If I had to pick someone to take my place before I could be there, I'd want it to be someone who knew that longing that only we know. Someone who had so much love to give. I don't think it was a coincidence.
That December I begged God, like I always did, to grow our family. But this time I sat and prayed every single day in a rocking chair in our office - with its bright red walls defiantly saying "I am not a nursery" - precisely because it would be our nursery. I wanted to maintain some ounce of hope. I wanted to pray my baby into existence in the room that he or she would sleep in.
I had no idea she was already in existence. My prayers had already been answered, I was already a mother, and I believe my constant prayers that Advent were ushered right to her. I couldn't be at her bedside, but the spot where I rocked and prayed every day would eventually become her bedside. I don't believe that was a coincidence either.

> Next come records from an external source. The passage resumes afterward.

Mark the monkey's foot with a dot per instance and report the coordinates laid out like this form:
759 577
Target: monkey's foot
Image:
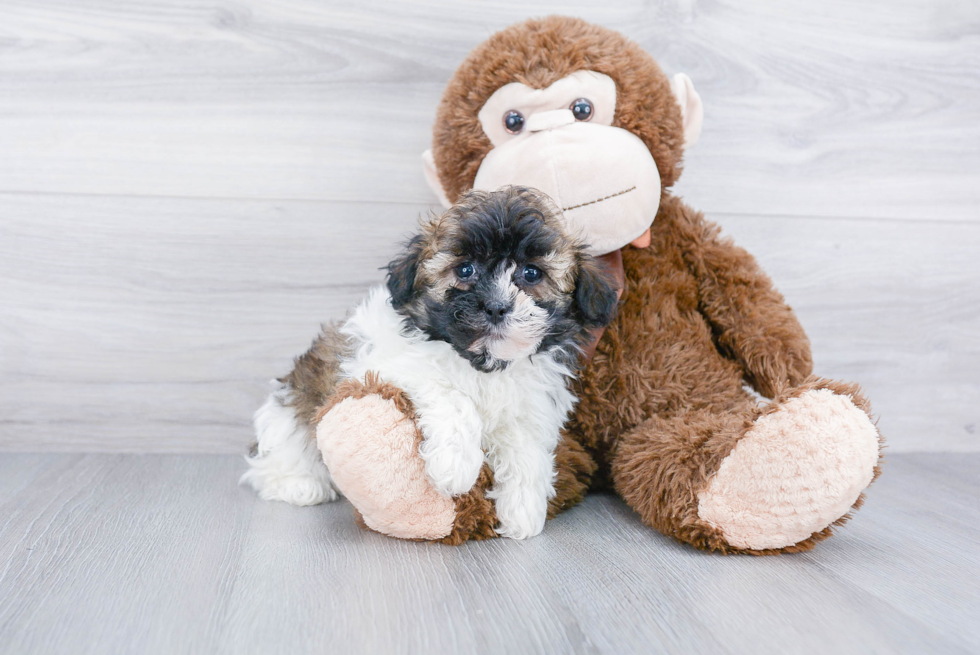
370 446
799 469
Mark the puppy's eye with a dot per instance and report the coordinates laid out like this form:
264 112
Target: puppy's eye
581 109
514 121
532 274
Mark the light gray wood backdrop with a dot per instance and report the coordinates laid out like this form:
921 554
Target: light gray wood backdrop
188 189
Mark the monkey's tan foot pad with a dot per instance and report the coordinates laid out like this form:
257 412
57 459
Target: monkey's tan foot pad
795 472
370 447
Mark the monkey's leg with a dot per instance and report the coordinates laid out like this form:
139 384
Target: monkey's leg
369 440
758 480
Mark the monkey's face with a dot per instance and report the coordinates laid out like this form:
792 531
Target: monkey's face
574 110
498 278
561 140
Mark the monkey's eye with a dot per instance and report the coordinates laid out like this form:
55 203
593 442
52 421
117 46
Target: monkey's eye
532 274
514 121
581 109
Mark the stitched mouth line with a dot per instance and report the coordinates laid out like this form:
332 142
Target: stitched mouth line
592 202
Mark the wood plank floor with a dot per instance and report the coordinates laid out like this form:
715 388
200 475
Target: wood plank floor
165 554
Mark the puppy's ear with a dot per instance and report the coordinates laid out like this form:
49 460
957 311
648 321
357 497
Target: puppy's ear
595 293
402 271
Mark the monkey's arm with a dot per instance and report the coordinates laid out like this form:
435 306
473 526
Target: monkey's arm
750 319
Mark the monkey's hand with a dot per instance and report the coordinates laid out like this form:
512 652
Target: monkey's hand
451 431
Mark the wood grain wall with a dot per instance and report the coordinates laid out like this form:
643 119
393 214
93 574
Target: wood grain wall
188 189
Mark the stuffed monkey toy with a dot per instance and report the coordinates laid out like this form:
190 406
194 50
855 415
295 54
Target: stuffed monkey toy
585 115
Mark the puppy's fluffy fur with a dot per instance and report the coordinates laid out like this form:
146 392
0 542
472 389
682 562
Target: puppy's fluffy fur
481 325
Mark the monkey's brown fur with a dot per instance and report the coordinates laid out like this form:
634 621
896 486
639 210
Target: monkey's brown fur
661 403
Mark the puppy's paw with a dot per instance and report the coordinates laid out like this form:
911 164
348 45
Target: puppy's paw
521 515
452 467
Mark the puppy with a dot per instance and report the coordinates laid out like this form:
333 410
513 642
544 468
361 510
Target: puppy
481 324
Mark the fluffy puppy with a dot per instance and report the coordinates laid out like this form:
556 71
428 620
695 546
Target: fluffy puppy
481 323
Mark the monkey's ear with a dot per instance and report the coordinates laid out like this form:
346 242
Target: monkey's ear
432 178
402 271
595 294
691 108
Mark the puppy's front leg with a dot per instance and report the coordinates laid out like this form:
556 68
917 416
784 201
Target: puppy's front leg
451 430
523 466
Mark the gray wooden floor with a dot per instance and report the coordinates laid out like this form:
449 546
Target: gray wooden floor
164 554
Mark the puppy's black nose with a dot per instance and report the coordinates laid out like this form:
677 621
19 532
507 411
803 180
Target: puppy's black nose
496 311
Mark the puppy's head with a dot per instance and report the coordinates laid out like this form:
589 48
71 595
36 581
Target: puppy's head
498 278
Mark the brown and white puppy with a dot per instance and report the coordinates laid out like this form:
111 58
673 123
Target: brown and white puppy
481 323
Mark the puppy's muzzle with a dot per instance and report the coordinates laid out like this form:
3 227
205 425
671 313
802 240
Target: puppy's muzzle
497 311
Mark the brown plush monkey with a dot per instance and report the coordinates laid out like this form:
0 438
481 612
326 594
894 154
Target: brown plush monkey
587 116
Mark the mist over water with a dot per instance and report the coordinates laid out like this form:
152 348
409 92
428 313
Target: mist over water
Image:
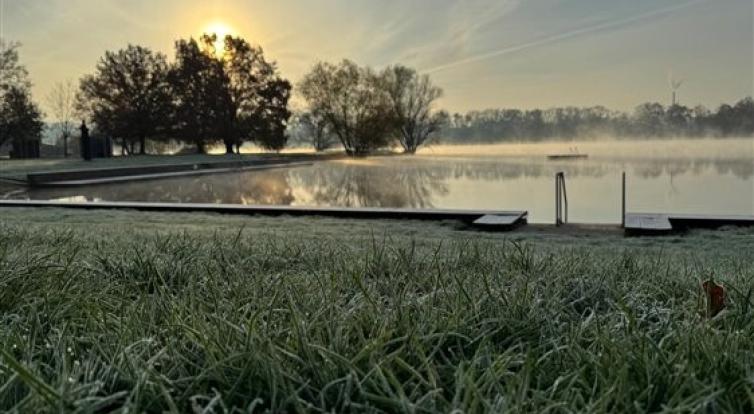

We met her when she was five weeks old, weighing just under five pounds. She was a miracle, not only because she was completely and totally healthy despite being born ten weeks early, but because she had somehow, against all odds, found her way to us, a couple in Virginia who had lost almost all hope.
That Tuesday, two years ago today, seemed uneventful to us. As we went about our day, we had no idea that our daughter, the person who would change us forever, was breathing her first breaths.
It turns out that day was the farthest thing from uneventful. It was a life-altering, earth-shattering day, despite what we saw with our own eyes.
It was our sweet Clara Therese's birthday.
It was the day I became a mother, even though I had absolutely no idea. God was working a miracle as I sat and cried to Him. He was bringing into existence a special soul and Our Lady was nursing her to health, with the help of a dear NICU nurse who loved her in my place.
That Advent we watched and waited for Our Lord, and for a family, like we had done five Advents before. And despite the darkness that had set in, out Christmas was right around the corner.
Words can not express how much we love you, Clara, and how much joy you have brought to our lives. Happy two years, baby girl.